Weston was a community in DuPage County, Illinois, United States, near Batavia and Warrenville. It was voted out of existence by its village board in order to provide a site for the National Accelerator Laboratory (Fermilab), which was selected by the U.S. Atomic Energy Commission on December 16, 1966.

==History==

Weston was predated by a 100 home subdivision named West Field, which was on the verge of growing in size due to a proposed development for 50,000 people. However, DuPage County sued developer William Riley in order to prevent the town from incorporating, basing their challenge upon a technicality, and further stated that as it had not properly incorporated that the town had no legal right to annex land for development. In April 1964, four months after the town's initial unveiling, the project had collapsed and the developer had filed for bankruptcy, blaming the county's lawsuit. Had construction proceeded as planned, the town would have contained the largest mall in North America, with some 2,000 stores within it. The town also was to have an airport, more than 11,000 homes, an athletics fields, a town center, and even large man-made lakes.

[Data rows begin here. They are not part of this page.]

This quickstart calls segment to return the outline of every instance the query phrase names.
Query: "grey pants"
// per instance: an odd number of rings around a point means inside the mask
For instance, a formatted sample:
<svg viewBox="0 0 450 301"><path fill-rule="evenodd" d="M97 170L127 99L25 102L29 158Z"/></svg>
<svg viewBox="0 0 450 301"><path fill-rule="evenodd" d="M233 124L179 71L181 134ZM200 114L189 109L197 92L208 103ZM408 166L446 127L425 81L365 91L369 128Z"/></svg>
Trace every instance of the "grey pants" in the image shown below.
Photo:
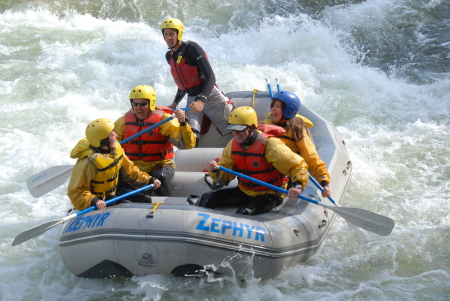
<svg viewBox="0 0 450 301"><path fill-rule="evenodd" d="M187 98L187 107L195 101L195 98L196 96ZM189 116L189 124L197 135L202 128L203 116L206 115L223 136L231 133L231 130L227 130L227 126L228 116L230 116L233 109L234 105L228 98L217 87L214 87L205 102L203 111L198 113L186 112L186 115Z"/></svg>

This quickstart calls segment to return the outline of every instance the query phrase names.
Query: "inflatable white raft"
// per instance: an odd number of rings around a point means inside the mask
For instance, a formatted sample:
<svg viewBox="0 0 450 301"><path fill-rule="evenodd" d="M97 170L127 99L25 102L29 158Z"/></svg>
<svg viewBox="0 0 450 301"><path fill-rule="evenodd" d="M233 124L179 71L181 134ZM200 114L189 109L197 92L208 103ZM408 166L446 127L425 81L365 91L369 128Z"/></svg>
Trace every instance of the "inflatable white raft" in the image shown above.
<svg viewBox="0 0 450 301"><path fill-rule="evenodd" d="M267 92L254 98L253 92L227 96L235 106L253 106L259 120L270 111ZM341 203L352 171L345 143L334 126L305 105L299 114L314 123L311 135L330 172L333 198ZM332 225L331 210L285 198L272 212L244 216L235 214L236 208L207 209L187 203L188 196L211 190L202 172L205 162L220 157L231 138L232 134L222 137L211 127L201 137L200 148L177 150L173 197L91 211L66 223L59 245L67 267L91 278L213 273L267 279L310 258ZM331 204L310 181L303 195Z"/></svg>

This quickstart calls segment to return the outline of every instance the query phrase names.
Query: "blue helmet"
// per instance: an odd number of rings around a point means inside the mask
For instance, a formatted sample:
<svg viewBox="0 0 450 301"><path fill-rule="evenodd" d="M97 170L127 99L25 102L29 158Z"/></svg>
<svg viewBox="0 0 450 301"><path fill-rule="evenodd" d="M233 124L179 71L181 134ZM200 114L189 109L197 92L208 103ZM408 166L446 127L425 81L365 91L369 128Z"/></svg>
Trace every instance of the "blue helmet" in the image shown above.
<svg viewBox="0 0 450 301"><path fill-rule="evenodd" d="M274 96L273 100L281 100L286 104L284 108L283 115L284 118L295 117L298 110L300 110L300 98L292 92L289 91L278 91Z"/></svg>

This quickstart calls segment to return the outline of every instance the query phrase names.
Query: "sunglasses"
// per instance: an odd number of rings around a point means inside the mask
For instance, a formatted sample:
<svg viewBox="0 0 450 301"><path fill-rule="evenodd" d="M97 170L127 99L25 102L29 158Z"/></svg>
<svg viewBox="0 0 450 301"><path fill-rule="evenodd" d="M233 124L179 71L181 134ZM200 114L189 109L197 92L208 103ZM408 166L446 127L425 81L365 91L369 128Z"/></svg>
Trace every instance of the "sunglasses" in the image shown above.
<svg viewBox="0 0 450 301"><path fill-rule="evenodd" d="M133 106L137 107L146 107L148 105L148 102L133 102Z"/></svg>

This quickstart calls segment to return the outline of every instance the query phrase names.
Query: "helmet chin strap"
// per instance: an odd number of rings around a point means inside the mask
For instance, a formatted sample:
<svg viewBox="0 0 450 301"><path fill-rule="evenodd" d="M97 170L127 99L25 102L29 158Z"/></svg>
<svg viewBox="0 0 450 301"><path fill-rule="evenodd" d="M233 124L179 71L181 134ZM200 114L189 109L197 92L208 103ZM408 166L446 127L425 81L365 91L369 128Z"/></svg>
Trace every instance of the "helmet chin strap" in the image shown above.
<svg viewBox="0 0 450 301"><path fill-rule="evenodd" d="M180 47L181 47L181 40L177 40L177 42L175 43L175 46L169 47L169 49L172 51L177 51L178 49L180 49ZM176 48L176 49L174 49L174 48Z"/></svg>
<svg viewBox="0 0 450 301"><path fill-rule="evenodd" d="M108 154L112 150L111 146L109 146L109 145L104 145L104 146L100 147L100 149L101 149L100 153L102 153L102 154Z"/></svg>
<svg viewBox="0 0 450 301"><path fill-rule="evenodd" d="M253 141L255 141L256 136L257 136L257 132L256 129L252 129L251 132L249 133L247 140L245 140L245 142L243 143L244 145L250 145L253 143Z"/></svg>
<svg viewBox="0 0 450 301"><path fill-rule="evenodd" d="M107 143L106 143L107 140ZM98 152L101 154L108 154L112 151L111 148L111 142L109 141L109 138L105 138L100 141L100 147L97 148Z"/></svg>
<svg viewBox="0 0 450 301"><path fill-rule="evenodd" d="M105 145L105 147L106 147L106 145ZM89 148L92 149L95 153L99 153L99 154L108 154L111 152L110 148L105 149L105 148L103 148L102 145L100 145L99 147L89 145Z"/></svg>

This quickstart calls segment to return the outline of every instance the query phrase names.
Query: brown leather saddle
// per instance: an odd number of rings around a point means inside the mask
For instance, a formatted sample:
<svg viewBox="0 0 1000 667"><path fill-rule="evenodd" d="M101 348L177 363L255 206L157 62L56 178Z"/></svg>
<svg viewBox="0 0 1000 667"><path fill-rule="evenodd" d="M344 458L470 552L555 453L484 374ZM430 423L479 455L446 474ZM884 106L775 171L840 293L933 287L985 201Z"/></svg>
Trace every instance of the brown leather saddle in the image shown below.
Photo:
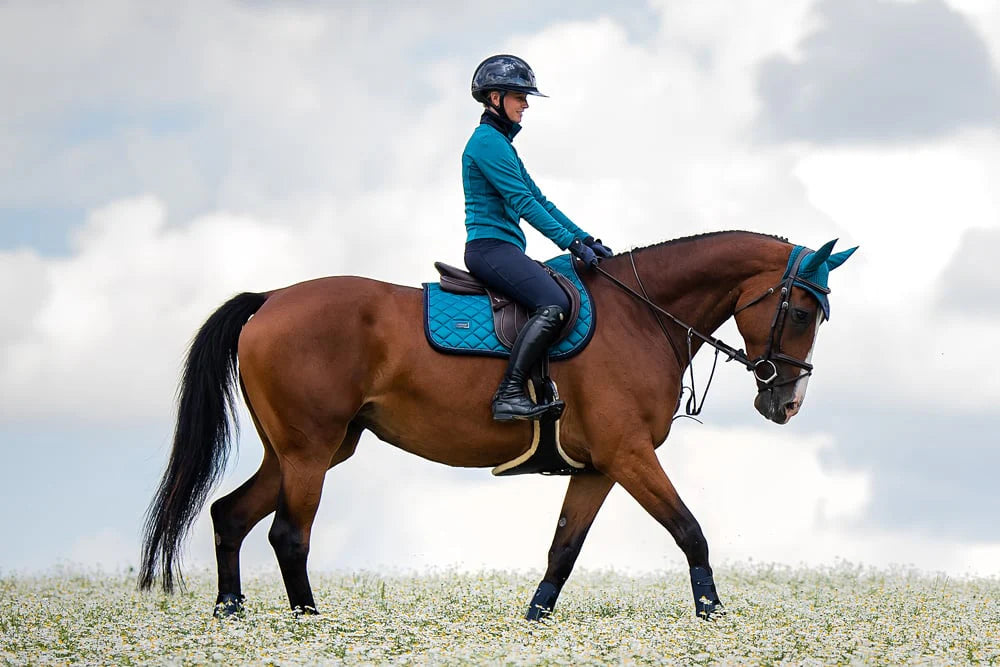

The subdivision was taken over by DuPage County, allowing the few existing residents to remain. The residents then worked again to incorporate as a town in an attempt to free themselves from DuPage County control, eventually seeking help from the Federal Government through the US Atomic Energy Commission. The National Academy of Sciences also made a visit to the site of the community, and in 1966, after much controversy from within both the community and the surrounding county, the community was chosen as the site for the new National Accelerator Laboratory. Shortly after, it was revealed that the town would be contained within the laboratory's boundaries, meaning that the community's residents had to sell their homes to the State of Illinois, and the community of Weston ceased to exist.

==Current use==

The former residences are currently being used as offices and residences for the international collaborators with Fermilab who are based with an academic institution. Most of the houses are still an "academic village", and are still in use to this day.